In the case of 9/11, there is no indication that the Saudi government directly participated in the attacks, and the question has faced exhaustive investigation. Saudi Arabia should be supremely confident that they would win any suits brought under JASTA.
But Brookings Institution scholar William McCants describes Saudi Arabia’s role in in the fight against radical Islam as “both the arsonists and the firefighters.” He notes that they spread “a very toxic form of Islam that draws sharp lines between a small number of true believers and everyone else, Muslim and non-Muslim.” As a result, Saudi Arabia is rightly concerned that JASTA could cause them grief, if nothing else, by creating bad PR.
McCants further points out correctly that, “they’re our partners in counterterrorism.” This is the peg on which JASTA opponents hang their hat. Saudi Arabia helps us hunt terrorists. But it is also true that the country played a significant role in midwifing plenty of them.
And this is the yawning gap in our government’s capabilities. We are awfully good at killing terrorists, but we do not even try to squash the political ideology under whose banner they fight.
It would be nice if JASTA opponents focused on this point rather than trying to kill off a new tool that begins to chip away at the underlying problem. Yes, JASTA can cause diplomatic heartburn, but the goal should be to make JASTA unnecessary, not toothless. Give the country the tools to protect itself and prevent fifteen years of fruitless war.
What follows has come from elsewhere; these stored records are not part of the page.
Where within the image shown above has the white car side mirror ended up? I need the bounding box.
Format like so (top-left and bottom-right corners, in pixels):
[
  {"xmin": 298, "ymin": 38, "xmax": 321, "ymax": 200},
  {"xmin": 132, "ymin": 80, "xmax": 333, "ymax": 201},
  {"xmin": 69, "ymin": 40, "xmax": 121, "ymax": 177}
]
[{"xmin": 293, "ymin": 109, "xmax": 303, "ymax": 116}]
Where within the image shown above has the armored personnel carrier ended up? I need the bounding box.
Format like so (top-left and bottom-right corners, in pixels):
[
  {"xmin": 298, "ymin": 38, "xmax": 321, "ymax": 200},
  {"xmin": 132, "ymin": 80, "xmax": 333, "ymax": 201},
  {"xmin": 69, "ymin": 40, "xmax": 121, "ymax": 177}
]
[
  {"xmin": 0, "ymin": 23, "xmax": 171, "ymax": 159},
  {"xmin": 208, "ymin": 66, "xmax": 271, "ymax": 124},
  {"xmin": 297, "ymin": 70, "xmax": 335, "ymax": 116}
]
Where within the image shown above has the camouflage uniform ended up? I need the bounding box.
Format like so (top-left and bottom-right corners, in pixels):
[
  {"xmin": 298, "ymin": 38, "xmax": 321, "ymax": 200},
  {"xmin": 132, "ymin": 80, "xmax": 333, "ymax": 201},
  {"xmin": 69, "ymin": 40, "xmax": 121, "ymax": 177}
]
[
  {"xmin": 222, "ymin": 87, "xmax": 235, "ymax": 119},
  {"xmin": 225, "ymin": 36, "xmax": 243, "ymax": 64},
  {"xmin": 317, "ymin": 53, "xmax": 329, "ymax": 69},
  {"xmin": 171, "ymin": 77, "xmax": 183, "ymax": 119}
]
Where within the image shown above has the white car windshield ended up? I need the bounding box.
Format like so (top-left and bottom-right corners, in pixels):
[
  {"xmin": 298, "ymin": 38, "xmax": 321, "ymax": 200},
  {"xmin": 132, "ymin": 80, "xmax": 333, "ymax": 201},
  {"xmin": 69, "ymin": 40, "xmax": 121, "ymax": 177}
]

We need a political warfare capability; we need to reform the State Department and the increasingly sclerotic national security bureaucracy, in general; we need an immigration system that not only works but—critically—that Americans trust. Most importantly, we need politicians who will tell the truth about the problem. All of those things will give the U.S. an effective strategy for defeating and preempting the regrowth of political Islam.
Last year’s elections have created somewhat of a pregnant pause. The country finally broke the seal on speaking about the issue, but that should not end the conversation. The words “radical Islam” do not hold talismanic powers. We have identified the problem, but now we must organize to do something about it.
Focus on that, not on diluting JASTA. JASTA opponents who do not propose something new are limiting the national security tools available to us. That strategy has and will produce predictable results. By all means, bomb ISIS harder, but doing so does not necessarily undermine the political ideology that inspires them. JASTA critics should seize on the lack of discussion about this to help make JASTA unnecessary and the country safer.
Kristofer L. Harrison is senior managing director for a macro-economic consultancy. Previously, Mr. Harrison served as an official at both the State and Defense Departments during the George W. Bush Administration.